Ma poi si parla della nuova identità, della Tirana dei palazzi calvi del comunismo che vengono dipinti con colori stravaganti su iniziativa di Edi Rama, il sindaco artista divenuto ormai un simbolo della città. E arriva anche l’abbattimento degli edifici abusivi, e il ritorno, anche se modesto, degli spazi verdi. Non si poteva dimenticare l’unico edificio abusivo che non è stato possibile demolire, una kulla (tipica abitazione del nord albanese) in cui vivono ermetizzati degli uomini che secondo il kanun delle montagne del nord albanese rischierebbero altrimenti la vita per la vendetta. E’ una piaga la migrazione verso la capitale dal profondo nord albanese, di gente dalla cultura dell’autogestione, dove persino il senso dello stato aveva un’incidenza molto minore rispetto al resto del paese. E’ un fenomeno che fa parte dell’Albania contemporanea, che sta cambiando il carattere della città, tra pregiudizi vecchi e nuovi. Lo svuotamento delle montagne Caiazza lo traduce in una denuncia per le mancate politiche sociali ed economiche, per il nord dimenticato del paese, persino dall’attuale premier Berisha, figlio di quel nord, eletto zelantemente con grande e cieca fedeltà proprio dagli abitanti originari di quella regione.

Ma l’Albania che visita Caiazza, nelle sue numerose visite degli ultimi vent’anni, è fatta di amici che raccontano il loro passato comunista e il loro presente. E’ il paese dove un terzo della popolazione si è trasferita all’estero, e che ritorna d’estate ripopolando città e spiagge, portando con sé la seconda generazione, quella dei figli che l’albanese lo parlano a stento, come nell’infanzia salernitana dell’autore. Sono gli stessi amici, che una volta intenti a lasciare il paese, oggi all’estero ci vanno per turismo o per esperienze di studio che poi utilizzeranno al ritorno nel proprio paese. E’ un’Albania nuova, di cui in Italia non si parla, quella degli albanesi che non vogliono più emigrare.

Tra gli amici, anche personalità illustri, lo scrittore Dritero Agolli, che analizza l’odierna politica albanese ma parla anche del passato. Non può non menzionare la moglie russa rimpatriata per motivi politici, un fenomeno raccapricciante che ha segnato l’élite albanese del dopo guerra.

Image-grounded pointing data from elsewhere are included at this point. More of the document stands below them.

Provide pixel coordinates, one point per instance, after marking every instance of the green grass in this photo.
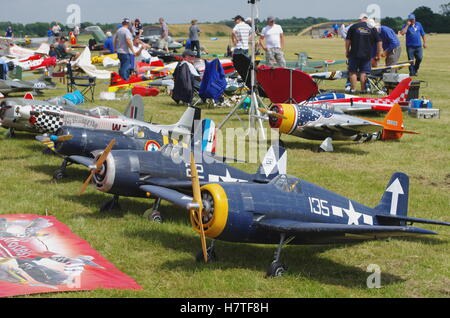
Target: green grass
(160, 257)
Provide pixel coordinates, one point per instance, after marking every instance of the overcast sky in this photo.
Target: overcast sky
(182, 11)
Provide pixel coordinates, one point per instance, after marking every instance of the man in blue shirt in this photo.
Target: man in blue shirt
(414, 36)
(109, 45)
(391, 45)
(9, 32)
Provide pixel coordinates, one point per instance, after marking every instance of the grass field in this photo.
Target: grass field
(160, 257)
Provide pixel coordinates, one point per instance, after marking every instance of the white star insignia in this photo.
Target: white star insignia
(353, 216)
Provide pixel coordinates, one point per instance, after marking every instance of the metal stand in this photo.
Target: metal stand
(255, 100)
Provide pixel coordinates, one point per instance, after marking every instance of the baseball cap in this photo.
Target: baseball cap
(188, 52)
(363, 16)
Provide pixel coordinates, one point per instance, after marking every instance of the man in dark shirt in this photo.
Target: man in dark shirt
(358, 49)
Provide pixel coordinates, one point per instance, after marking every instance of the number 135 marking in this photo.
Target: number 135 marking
(319, 206)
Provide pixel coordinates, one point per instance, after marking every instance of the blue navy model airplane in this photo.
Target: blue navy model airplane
(127, 172)
(290, 210)
(77, 141)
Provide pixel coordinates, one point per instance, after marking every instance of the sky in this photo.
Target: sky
(183, 11)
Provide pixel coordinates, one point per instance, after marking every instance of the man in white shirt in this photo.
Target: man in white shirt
(240, 35)
(272, 35)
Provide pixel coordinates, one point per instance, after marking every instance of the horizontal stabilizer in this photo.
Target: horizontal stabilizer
(85, 161)
(396, 219)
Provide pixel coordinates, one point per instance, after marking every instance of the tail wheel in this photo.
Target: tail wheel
(215, 211)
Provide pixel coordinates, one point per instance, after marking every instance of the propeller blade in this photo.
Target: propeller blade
(64, 138)
(98, 165)
(86, 183)
(197, 200)
(271, 113)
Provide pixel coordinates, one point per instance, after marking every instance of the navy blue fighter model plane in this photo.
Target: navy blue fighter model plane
(127, 172)
(289, 210)
(77, 141)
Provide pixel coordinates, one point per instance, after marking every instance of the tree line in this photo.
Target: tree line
(431, 21)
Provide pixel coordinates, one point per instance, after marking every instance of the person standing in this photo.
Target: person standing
(137, 28)
(194, 32)
(108, 44)
(9, 32)
(164, 35)
(273, 36)
(391, 45)
(358, 49)
(123, 43)
(240, 36)
(415, 35)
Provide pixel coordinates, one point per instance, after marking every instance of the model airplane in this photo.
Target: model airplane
(355, 104)
(126, 172)
(76, 141)
(45, 117)
(289, 210)
(304, 64)
(343, 74)
(9, 86)
(321, 124)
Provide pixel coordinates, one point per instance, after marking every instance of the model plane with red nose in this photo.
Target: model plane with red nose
(356, 104)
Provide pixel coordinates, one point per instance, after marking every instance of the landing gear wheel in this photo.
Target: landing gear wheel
(58, 175)
(276, 269)
(212, 257)
(47, 151)
(10, 133)
(156, 217)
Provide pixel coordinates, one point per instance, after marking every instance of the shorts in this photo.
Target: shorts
(356, 65)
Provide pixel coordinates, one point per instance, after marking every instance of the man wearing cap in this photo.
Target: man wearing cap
(414, 36)
(123, 43)
(164, 35)
(391, 45)
(109, 45)
(358, 49)
(273, 36)
(240, 35)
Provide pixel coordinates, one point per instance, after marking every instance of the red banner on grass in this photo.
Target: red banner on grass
(39, 254)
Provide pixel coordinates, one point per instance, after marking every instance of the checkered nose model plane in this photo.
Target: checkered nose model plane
(290, 210)
(73, 142)
(321, 124)
(128, 173)
(45, 117)
(354, 104)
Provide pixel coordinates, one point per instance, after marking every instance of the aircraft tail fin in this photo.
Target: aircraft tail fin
(273, 164)
(393, 127)
(28, 96)
(208, 135)
(400, 93)
(395, 198)
(135, 109)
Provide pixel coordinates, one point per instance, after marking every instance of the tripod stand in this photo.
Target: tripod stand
(255, 100)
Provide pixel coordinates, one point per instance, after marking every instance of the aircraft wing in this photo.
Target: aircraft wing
(85, 161)
(296, 227)
(356, 127)
(170, 195)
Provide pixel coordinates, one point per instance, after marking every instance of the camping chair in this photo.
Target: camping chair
(86, 84)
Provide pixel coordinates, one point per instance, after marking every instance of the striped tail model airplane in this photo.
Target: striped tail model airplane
(354, 104)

Tra gli intervistati anche Ramiz Alia, l’ultimo leader del potere comunista, che si esprime in un italiano dotto, studiato in epoca fascista.

Non manca lo stupore nel parlare della percezione del Kosovo, tra diffidenze e pregiudizi che smentiscono le aspettative di uno straniero in Albania, ma anche del pragmatismo politico ed europeista sintetizzato nelle parole della maggiore poetessa contemporanea albanese Mimoza Ahmeti: "Auguriamo pace e prosperità ai kosovari come ai serbi". Per concludersi in una Tirana città aperta, dove cittadini dei paesi balcanici vivono e lavorano indisturbati, mentre la vita notturna di Tirana spesso ha per colonna sonora il meglio della musica serba.

"In alto mare" descrive un’Albania che cambia, e una capitale che tra i mille problemi si candida ad acquisire un’identità europea. E’ un libro che serve a colmare il vuoto di informazioni che ha coperto l’Albania negli ultimi anni, una volta uscita dalla cronaca nera dei giornali italiani. Serve agli italiani che vogliono conoscere da vicino un paese che rimane sconosciuto, ma serve anche agli albanesi per rivivere la loro storia più recente: il paese, le crisi e le trasformazioni ma anche i problemi di oggi che tendono a essere spinti nel dimenticatoio, in un’Albania pragmatica e fanaticamente proiettata verso il futuro.